You need to exchange currency. You cannot use BZD and more often than not, you can not use USD. And most places do not accept credit card. Taxi and colectivo drivers only accept cash in Quetzales.
So bring cash. More than you think you’ll need, just in case of emergency.
*once you leave the border, in order to exchange for Quetzales, US bills need to be perfect and WILL be thoroughly inspected by the person exchanging your money. They will not accept bills for exchange if the bills are ripped, torn, too creased, or have any sort of pen marks on them.
If you need to exchange currency in El Remate or Flores, you can most likely do so at or somewhere near your hostel. Ask your host.
- What if I rented a car in Belize?
It is possible to drive your car across the border to Guatemala. However, many car companies in Belize will not let you do it, so you’ll have to find one that will.
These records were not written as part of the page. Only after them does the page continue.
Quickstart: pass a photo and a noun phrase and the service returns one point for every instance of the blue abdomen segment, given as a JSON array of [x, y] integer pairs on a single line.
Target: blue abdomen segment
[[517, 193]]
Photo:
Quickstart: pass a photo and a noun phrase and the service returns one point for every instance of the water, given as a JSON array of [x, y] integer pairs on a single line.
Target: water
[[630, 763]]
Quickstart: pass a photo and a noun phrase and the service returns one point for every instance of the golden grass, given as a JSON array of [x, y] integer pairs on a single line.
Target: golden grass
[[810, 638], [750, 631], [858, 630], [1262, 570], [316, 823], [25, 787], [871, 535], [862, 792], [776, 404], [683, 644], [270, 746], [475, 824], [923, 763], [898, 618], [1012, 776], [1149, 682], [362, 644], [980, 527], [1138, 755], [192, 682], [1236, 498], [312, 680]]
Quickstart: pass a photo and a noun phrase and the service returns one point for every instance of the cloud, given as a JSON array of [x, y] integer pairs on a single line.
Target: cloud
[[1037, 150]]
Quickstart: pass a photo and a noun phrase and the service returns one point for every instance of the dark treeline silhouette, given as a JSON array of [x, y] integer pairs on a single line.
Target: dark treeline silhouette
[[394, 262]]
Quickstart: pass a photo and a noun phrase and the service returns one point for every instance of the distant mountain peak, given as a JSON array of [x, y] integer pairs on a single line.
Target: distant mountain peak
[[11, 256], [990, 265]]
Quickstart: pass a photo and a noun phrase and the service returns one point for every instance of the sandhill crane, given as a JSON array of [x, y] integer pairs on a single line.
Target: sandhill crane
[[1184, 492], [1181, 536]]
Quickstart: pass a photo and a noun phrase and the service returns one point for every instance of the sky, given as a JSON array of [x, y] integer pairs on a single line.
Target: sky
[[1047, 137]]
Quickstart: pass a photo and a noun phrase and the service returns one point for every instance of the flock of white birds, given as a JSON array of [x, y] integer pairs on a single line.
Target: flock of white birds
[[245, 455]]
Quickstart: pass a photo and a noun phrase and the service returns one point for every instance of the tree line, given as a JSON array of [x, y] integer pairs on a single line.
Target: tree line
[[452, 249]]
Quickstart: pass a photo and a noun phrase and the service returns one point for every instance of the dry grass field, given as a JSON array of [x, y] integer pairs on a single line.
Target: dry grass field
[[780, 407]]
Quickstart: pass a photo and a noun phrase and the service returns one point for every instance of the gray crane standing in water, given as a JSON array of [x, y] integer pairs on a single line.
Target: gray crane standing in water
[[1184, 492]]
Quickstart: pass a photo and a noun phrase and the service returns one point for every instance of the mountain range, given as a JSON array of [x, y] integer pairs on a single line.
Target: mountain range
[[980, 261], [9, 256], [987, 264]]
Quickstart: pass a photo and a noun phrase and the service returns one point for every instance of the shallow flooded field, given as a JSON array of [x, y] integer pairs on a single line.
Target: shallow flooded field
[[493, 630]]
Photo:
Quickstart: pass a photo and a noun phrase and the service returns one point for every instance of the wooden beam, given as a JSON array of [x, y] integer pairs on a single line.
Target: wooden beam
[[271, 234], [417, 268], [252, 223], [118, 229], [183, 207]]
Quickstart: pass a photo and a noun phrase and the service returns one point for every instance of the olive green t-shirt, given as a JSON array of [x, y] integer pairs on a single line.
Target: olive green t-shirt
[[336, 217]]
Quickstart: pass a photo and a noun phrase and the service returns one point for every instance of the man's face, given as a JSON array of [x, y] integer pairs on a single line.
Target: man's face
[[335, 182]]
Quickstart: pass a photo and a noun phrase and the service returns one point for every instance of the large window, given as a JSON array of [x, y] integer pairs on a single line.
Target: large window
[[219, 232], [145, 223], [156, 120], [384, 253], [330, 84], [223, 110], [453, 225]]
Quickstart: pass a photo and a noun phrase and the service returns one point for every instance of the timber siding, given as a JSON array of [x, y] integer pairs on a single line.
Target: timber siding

Try Crystal Auto Rental.
We rented a car and left it parked at our Airbnb in San Ignacio while we used public transport to get to and around Guatemala. If that sounds like an option for you, reach out to your guesthouse or local host and inquire about parking.
- Do I need to book a guide in advance?
Nope! You’ll have a chance to pick up a National Park Certified guide when you get to the park entrance.